Garlick has a doctorate in astrophysics, giving him the scientific background to understand the phenomena he is portraying from the inside out. He has a site devoted specifically to his space art at space-art.co.uk, and another more general portfolio site in which he has galleries of earth sciences illustrations, paleo art, science fiction illustration and additional space art.
Garlick was working in traditional media, and some of the images are done in gouache, acrylic or pastel; but the majority of his recent work is done digitally, painted in Photoshop, sometimes with the addition of 3-D CGI in 3DS Max, Terragen or Bryce. He will also mix traditional and digital techniques.
Though he works in a variety of genres, it is his space art and earth science illustrations that I find most appealing. His bright color palette and sense of precise but lively realism give a feeling of immediacy that photography often doesn’t.

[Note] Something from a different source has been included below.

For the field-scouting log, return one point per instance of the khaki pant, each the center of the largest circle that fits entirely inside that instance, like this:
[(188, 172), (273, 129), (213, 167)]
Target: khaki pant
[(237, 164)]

Of course, one of the things space artists can do is show us views that telescopes and probes cannot. (See my post on pioneering space artist Chesley Bonestell.)
Garlck’s clients include Scientific American, Asimov’s Science Fiction, New Scientist, The Guardian, Astronomy Magazine, Sky and Telescope and others. He is also a fellow in the International Association of Astronomical Artists, an organization devoted to promoting the genre.
Garlick is also the author of five popular books on astronomy.